A pergunta parece simples, mas a resposta depende de fatores que muita empresa ignora na hora de decidir.
Terceirização de TI vale a pena quando bem contratada. Não vale quando é feita sem escopo claro, sem SLA definido e sem processo mínimo. A diferença entre os dois cenários não está na ideia de terceirizar — está em como a contratação é feita.
Quando a terceirização de TI claramente faz sentido
A terceirização de TI claramente faz sentido quando:
- O volume de TI não justifica profissional interno em tempo integral
- O ambiente cresceu além do que uma pessoa consegue cobrir sozinha
- Há chamados recorrentes sem solução definitiva
- A empresa quer custo fixo previsível em vez de modelo corretivo variável
- A operação depende de TI e cada parada tem custo direto para o negócio
A operação depende de TI, mas o volume não justifica equipe interna completa. Uma empresa com 15 a 80 colaboradores raramente consegue ocupar um profissional de TI sênior em tempo integral. A terceirização entrega mais cobertura pelo mesmo custo — ou menos.
O ambiente cresceu além do que uma pessoa consegue gerenciar. Quando há servidor, rede estruturada, link dedicado, cloud, antivírus, backup e suporte a usuários, um único profissional não cobre tudo com a qualidade necessária.
Há chamados recorrentes sem solução definitiva. Reincidência é sinal de suporte no modo apagador de incêndio. Fornecedor com processo e documentação reduz reincidência de forma significativa.
A empresa quer previsibilidade de custo. Contrato mensal de suporte de TI com escopo definido entrega custo fixo e previsível — diferente do modelo corretivo, onde cada problema gera conta variável e inesperada.
Quando a terceirização pode decepcionar
O escopo não está definido. "Cuida de tudo de TI" não é escopo — é convite para conflito. Cada lado interpreta de forma diferente o que está incluído, e o cliente descobre o gap na primeira crise.
O SLA é frouxo ou inexistente. Sem tempo de resposta formalizado, o fornecedor atende quando consegue e o cliente espera sem parâmetro para cobrar.
A contratação foi feita só pelo preço. Fornecedor barato demais geralmente entrega com estrutura mínima: poucos técnicos, cobertura limitada, atendimento reativo e sem rotina preventiva.
A empresa abandona a gestão. Terceirizar não significa largar a TI. A empresa precisa manter governança mínima: acompanhar indicadores, participar de reuniões, tomar decisões de investimento.
O que comparar antes de contratar
A comparação entre fornecedores não pode ser só de preço. Avalie escopo, SLA por criticidade, rotina preventiva, especialidades da equipe, documentação do ambiente, relatórios mensais e referências de clientes do mesmo porte e segmento.

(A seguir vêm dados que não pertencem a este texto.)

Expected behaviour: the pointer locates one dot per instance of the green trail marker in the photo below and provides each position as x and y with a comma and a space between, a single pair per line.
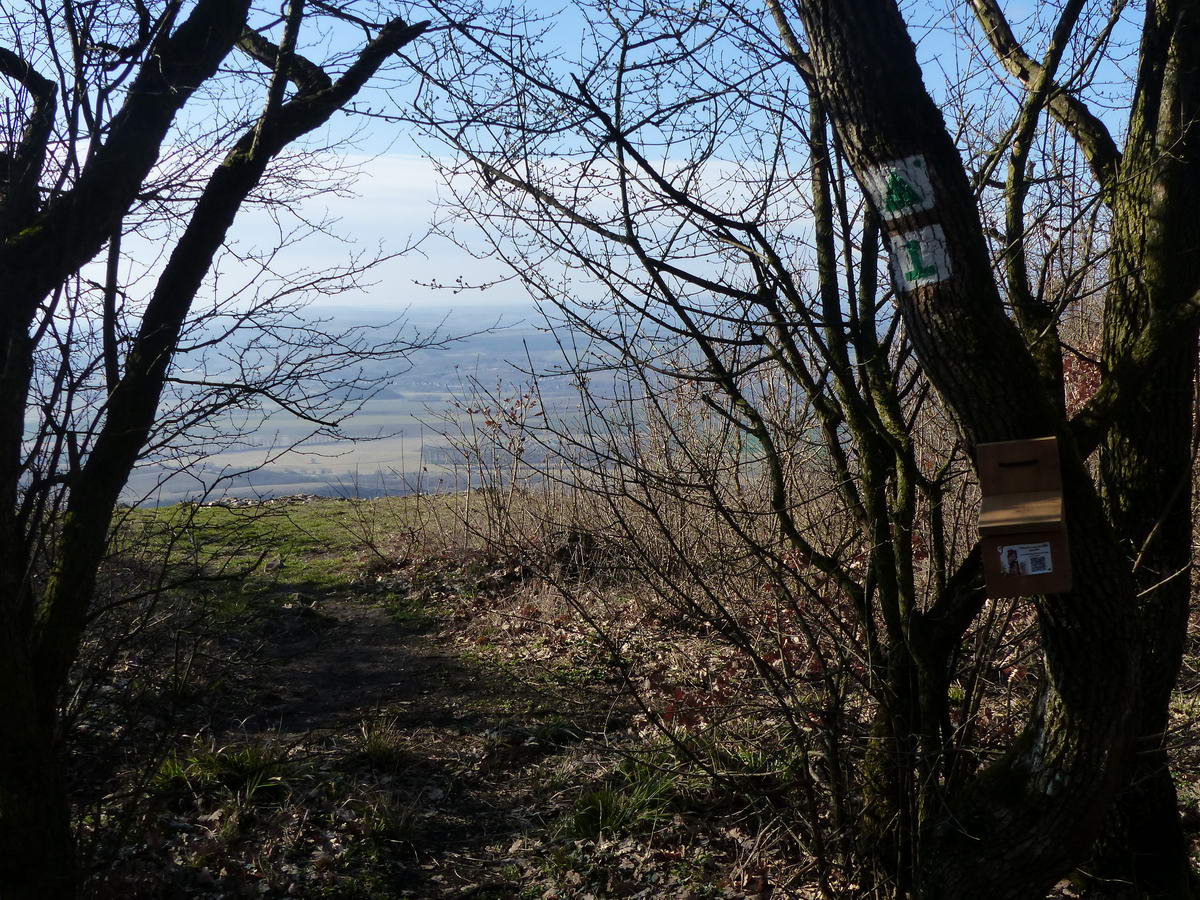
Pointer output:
901, 195
900, 187
921, 269
919, 257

Uma empresa de TI em São Paulo ou empresa de TI em Campinas que não consegue responder claramente a essas perguntas já entregou parte da resposta. Veja como estruturamos nosso modelo de empresa de TI.
Terceirização vs. profissional interno: a conta verdadeira
Quando a empresa faz a conta completa do profissional interno — salário, encargos, férias, 13º, benefícios, treinamento, equipamento — o custo total mensal supera significativamente o custo de um contrato de terceirização com escopo equivalente. E o contrato entrega, em geral, cobertura mais ampla: equipe multidisciplinar, horário estendido e acesso a especialidades que nenhum profissional solo domina sozinho.
Terceirização e continuidade de negócio
Um dos benefícios menos citados e mais relevantes: quando o técnico interno adoece, entra de férias ou pede demissão, a empresa fica exposta. Fornecedor terceirizado tem estrutura para absorver essa variação — substitui o atendente, redistribui chamados, mantém o processo rodando.
Conclusão
A terceirização de TI vale a pena — com as ressalvas certas. Exige contratação com escopo definido, SLA realista, fornecedor com processo e governança mínima da relação. Quando esse conjunto está presente, o resultado é TI mais organizada, mais previsível e com menos susto.